Vincent’s story had a tragic ending. On a summer day in July he walked into a wheat field where he was painting and shot himself in the chest. He survived two more days, finally passing away in his brother’s arms on July 29. The circumstances surrounding this death are rather remarkable, and I don’t wonder that two biographers, Naifeh and Smith, have raised questions about it. The tone of his final letters, while troubled, are far from despairing. He even includes an order of paints in his final dispatch to Theo. And it is also extraordinary to think that a man who had shot himself in the chest could walk a mile back to the inn, or that a man locally known for his mental instability could get a gun. The recent film, Loving Vincent (which I haven’t seen), is focused on this question.

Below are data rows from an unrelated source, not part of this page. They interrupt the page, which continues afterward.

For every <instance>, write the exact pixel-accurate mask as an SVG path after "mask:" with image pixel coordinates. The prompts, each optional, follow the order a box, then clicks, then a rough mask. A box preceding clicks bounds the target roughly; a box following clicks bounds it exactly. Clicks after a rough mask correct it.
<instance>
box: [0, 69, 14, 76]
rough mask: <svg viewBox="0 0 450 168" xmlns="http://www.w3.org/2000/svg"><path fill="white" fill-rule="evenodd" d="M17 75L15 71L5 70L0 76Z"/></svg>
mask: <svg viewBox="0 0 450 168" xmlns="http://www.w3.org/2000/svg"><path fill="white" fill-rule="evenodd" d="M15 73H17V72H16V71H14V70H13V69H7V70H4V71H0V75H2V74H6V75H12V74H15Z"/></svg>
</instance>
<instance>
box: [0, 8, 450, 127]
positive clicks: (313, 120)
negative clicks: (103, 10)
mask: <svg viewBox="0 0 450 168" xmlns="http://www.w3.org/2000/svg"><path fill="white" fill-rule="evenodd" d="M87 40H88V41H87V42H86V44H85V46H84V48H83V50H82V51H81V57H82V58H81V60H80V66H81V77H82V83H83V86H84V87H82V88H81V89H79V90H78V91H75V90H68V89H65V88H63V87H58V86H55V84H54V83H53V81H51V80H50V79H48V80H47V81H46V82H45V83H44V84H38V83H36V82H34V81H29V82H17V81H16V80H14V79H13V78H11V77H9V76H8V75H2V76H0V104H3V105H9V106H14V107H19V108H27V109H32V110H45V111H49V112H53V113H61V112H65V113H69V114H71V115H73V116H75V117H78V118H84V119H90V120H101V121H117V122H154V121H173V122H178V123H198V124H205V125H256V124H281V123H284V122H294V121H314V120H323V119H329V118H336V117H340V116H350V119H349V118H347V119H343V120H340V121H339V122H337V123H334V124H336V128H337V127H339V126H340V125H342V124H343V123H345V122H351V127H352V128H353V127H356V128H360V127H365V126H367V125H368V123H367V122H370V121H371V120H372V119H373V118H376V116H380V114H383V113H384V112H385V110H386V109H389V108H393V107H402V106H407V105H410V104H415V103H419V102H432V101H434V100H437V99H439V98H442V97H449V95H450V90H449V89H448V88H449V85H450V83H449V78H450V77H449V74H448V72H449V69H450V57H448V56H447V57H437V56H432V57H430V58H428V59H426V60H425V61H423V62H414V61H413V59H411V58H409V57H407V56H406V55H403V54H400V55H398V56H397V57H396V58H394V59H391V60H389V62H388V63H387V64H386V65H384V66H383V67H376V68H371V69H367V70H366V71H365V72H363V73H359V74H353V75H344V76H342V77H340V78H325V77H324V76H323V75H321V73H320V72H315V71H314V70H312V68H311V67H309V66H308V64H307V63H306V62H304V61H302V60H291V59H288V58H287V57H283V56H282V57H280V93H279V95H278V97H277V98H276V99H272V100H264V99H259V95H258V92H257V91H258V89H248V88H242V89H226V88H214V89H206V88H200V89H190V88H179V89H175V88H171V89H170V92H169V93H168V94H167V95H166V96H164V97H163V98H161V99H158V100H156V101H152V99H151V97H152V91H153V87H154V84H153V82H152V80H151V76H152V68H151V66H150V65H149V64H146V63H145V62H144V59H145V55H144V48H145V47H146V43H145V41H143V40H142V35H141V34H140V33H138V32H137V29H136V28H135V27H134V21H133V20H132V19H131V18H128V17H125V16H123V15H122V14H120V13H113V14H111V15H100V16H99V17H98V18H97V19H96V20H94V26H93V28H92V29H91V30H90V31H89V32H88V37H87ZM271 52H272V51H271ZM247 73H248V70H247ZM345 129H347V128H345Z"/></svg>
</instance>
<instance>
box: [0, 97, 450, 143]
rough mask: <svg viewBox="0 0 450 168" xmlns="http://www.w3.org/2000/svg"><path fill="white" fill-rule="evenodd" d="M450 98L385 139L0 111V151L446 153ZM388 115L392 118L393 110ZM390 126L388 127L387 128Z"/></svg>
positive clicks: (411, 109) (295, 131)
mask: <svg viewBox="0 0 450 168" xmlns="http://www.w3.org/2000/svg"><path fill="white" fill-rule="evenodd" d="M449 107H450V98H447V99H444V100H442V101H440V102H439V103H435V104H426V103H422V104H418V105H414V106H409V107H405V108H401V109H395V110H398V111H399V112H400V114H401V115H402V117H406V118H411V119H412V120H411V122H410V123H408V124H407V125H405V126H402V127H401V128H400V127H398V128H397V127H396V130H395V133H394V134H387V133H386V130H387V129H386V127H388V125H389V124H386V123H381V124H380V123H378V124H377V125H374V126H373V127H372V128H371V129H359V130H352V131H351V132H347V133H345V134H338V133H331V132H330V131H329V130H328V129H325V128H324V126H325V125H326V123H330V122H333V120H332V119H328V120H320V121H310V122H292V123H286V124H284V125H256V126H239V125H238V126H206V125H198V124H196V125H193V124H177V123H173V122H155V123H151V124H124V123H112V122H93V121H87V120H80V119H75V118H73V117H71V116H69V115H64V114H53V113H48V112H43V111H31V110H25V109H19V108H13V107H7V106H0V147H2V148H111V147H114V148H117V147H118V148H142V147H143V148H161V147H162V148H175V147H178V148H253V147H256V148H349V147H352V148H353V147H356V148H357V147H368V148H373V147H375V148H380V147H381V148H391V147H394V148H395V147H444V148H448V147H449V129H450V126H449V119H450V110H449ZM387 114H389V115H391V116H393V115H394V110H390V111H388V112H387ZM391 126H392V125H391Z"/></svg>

Theo did not long survive his brother: he succumbed to syphilis within just six months. Theo had married his wife, Jo, less than two years earlier, which proved an extremely fortunate circumstance—for art’s sake, at least—since it was Jo who championed Vincent’s legacy and who published his correspondence. Theo and Jo’s only son, named after his uncle Vincent, was responsible for founding the Van Gogh Museum in Amsterdam, which I recently visited. To any who get the chance, I highly recommend this paired experience, for the letters and the paintings are mutually enriching. Few people in history seemed to have lived so entirely for the sake of posterity: churning out paintings which few people saw, writing letter after letter few people read, creating a story and an oeuvre that now have the power to tear you in two.